When working with undefined, smooth materials, the whole structure must be taken into consideration before any form of efficient and effective modeling and planning can be done. RoboCraft uses a graph neural network as the dynamics model and transforms images into graphs of tiny particles together with algorithms to provide more precise predictions about the material’s change in shape.
RoboCraft just employs visual data instead of complicated physics simulators, which researchers often use to model and understand the dynamics and force acting on objects. Three components work together within the system to form soft material into, say, an “R,” for example.
Perception — the first part of the system — is all about learning to “see.” It employs cameras to gather raw, visual sensor data from the environment, which are then turned into little clouds of particles to represent the shapes. This particle data is used by a graph-based neural network to learn to “simulate” the object’s dynamics, or how it moves.

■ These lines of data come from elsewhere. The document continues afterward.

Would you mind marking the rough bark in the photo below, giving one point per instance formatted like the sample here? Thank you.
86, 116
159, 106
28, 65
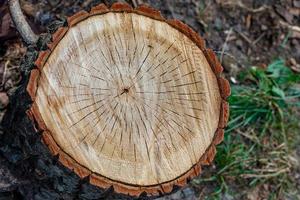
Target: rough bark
40, 174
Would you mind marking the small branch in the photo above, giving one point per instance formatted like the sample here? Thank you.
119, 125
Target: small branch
20, 22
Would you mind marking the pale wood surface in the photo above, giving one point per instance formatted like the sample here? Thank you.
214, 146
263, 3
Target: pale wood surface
129, 98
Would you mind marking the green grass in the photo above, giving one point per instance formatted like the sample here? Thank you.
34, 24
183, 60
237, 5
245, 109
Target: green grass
261, 135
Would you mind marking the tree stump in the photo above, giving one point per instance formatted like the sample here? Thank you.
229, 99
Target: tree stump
129, 99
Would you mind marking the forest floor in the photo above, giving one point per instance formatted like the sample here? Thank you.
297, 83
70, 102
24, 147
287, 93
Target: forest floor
260, 156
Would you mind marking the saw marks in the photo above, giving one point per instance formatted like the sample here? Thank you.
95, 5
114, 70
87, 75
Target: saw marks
129, 98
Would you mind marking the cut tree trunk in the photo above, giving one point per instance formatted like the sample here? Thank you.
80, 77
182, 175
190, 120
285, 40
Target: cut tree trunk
127, 100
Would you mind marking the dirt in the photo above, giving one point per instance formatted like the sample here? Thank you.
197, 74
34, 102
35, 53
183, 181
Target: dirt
242, 33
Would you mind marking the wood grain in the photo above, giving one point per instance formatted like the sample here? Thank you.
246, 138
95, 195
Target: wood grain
133, 99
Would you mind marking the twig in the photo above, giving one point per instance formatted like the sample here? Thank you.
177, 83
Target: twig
291, 27
20, 22
225, 44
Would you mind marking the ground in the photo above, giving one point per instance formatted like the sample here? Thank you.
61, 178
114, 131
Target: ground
243, 33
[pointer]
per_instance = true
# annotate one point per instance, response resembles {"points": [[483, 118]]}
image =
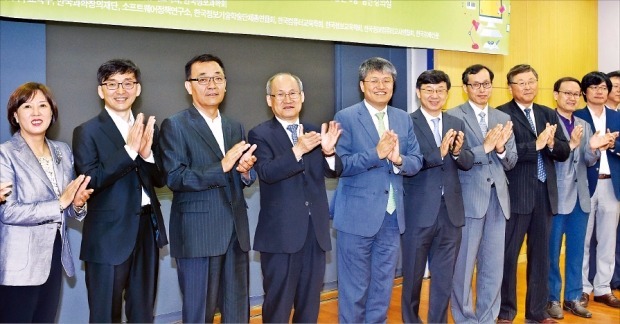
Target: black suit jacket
{"points": [[208, 203], [423, 190], [522, 179], [291, 192], [111, 227]]}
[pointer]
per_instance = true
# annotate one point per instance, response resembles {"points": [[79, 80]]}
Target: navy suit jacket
{"points": [[522, 179], [423, 190], [613, 155], [208, 203], [291, 192], [363, 188], [110, 230]]}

Armed with the training data from many pinches, algorithms then help plan the robot’s behavior so it learns to “shape” a blob of dough. While the letters are a little sloppy, they’re unquestionably representative.

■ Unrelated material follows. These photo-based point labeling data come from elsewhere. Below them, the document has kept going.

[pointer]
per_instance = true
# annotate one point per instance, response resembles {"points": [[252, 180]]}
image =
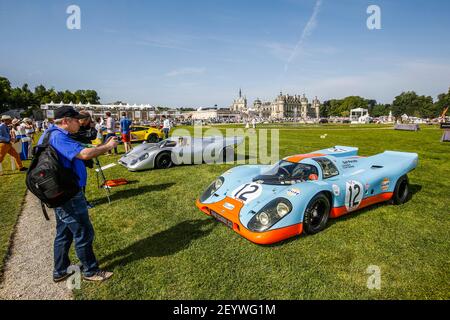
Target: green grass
{"points": [[160, 246], [12, 192]]}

Besides creating cutesy shapes, the team of researchers is (actually) working on making dumplings from dough and a prepared filling. It’s a lot to ask at the moment with only a two-finger gripper. A rolling pin, a stamp, and a mold would be additional tools required by RoboCraft (much as a baker requires various tools to work effectively).
A further in the future domain the scientists envision is using RoboCraft for assistance with household tasks and chores, which could be of particular help to the elderly or those with limited mobility. To accomplish this, given the many obstructions that could take place, a much more adaptive representation of the dough or item would be needed, as well as an exploration into what class of models might be suitable to capture the underlying structural systems.

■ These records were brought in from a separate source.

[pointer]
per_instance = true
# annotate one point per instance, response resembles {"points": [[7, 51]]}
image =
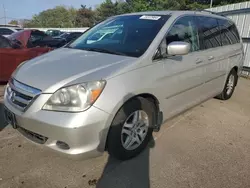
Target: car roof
{"points": [[177, 13], [11, 28]]}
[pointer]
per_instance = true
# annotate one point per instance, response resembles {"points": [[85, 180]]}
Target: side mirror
{"points": [[178, 48]]}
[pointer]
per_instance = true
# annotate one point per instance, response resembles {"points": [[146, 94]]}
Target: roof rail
{"points": [[208, 11]]}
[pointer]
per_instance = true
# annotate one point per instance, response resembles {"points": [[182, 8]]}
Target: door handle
{"points": [[210, 57], [198, 61]]}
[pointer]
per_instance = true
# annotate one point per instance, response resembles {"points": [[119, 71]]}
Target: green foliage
{"points": [[85, 17], [61, 16], [14, 22]]}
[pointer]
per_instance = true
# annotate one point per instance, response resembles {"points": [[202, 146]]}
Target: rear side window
{"points": [[184, 30], [229, 33], [5, 31], [4, 42], [209, 32]]}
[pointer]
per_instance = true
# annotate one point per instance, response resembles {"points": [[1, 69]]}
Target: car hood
{"points": [[65, 66]]}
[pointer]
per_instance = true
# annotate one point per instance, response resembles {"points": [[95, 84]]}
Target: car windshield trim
{"points": [[103, 51], [129, 35]]}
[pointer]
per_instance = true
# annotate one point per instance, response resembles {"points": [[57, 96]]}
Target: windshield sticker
{"points": [[147, 17]]}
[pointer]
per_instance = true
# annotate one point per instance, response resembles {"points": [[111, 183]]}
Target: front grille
{"points": [[33, 136], [21, 95]]}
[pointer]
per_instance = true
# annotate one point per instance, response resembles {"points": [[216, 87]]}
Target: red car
{"points": [[18, 47]]}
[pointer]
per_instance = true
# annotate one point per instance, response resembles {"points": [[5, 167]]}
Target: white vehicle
{"points": [[7, 31]]}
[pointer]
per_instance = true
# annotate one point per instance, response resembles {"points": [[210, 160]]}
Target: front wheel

“RoboCraft essentially demonstrates that this predictive model can be learned in very data-efficient ways to plan motion. In the long run, we are thinking about using various tools to manipulate materials,” says Li. “If you think about dumpling or dough making, just one gripper wouldn’t be able to solve it. Helping the model understand and accomplish longer-horizon planning tasks, such as, how the dough will deform given the current tool, movements and actions, is a next step for future work.”
Li wrote the paper alongside Haochen Shi, Stanford master’s student; Huazhe Xu, Stanford postdoc; Zhiao Huang, PhD student at the University of California at San Diego; and Jiajun Wu, assistant professor at Stanford. They will present the research at the Robotics: Science and Systems conference in New York City. The work is in part supported by the Stanford Institute for Human-Centered AI (HAI), the Samsung Global Research Outreach (GRO) Program, the Toyota Research Institute (TRI), and Amazon, Autodesk, Salesforce, and Bosch.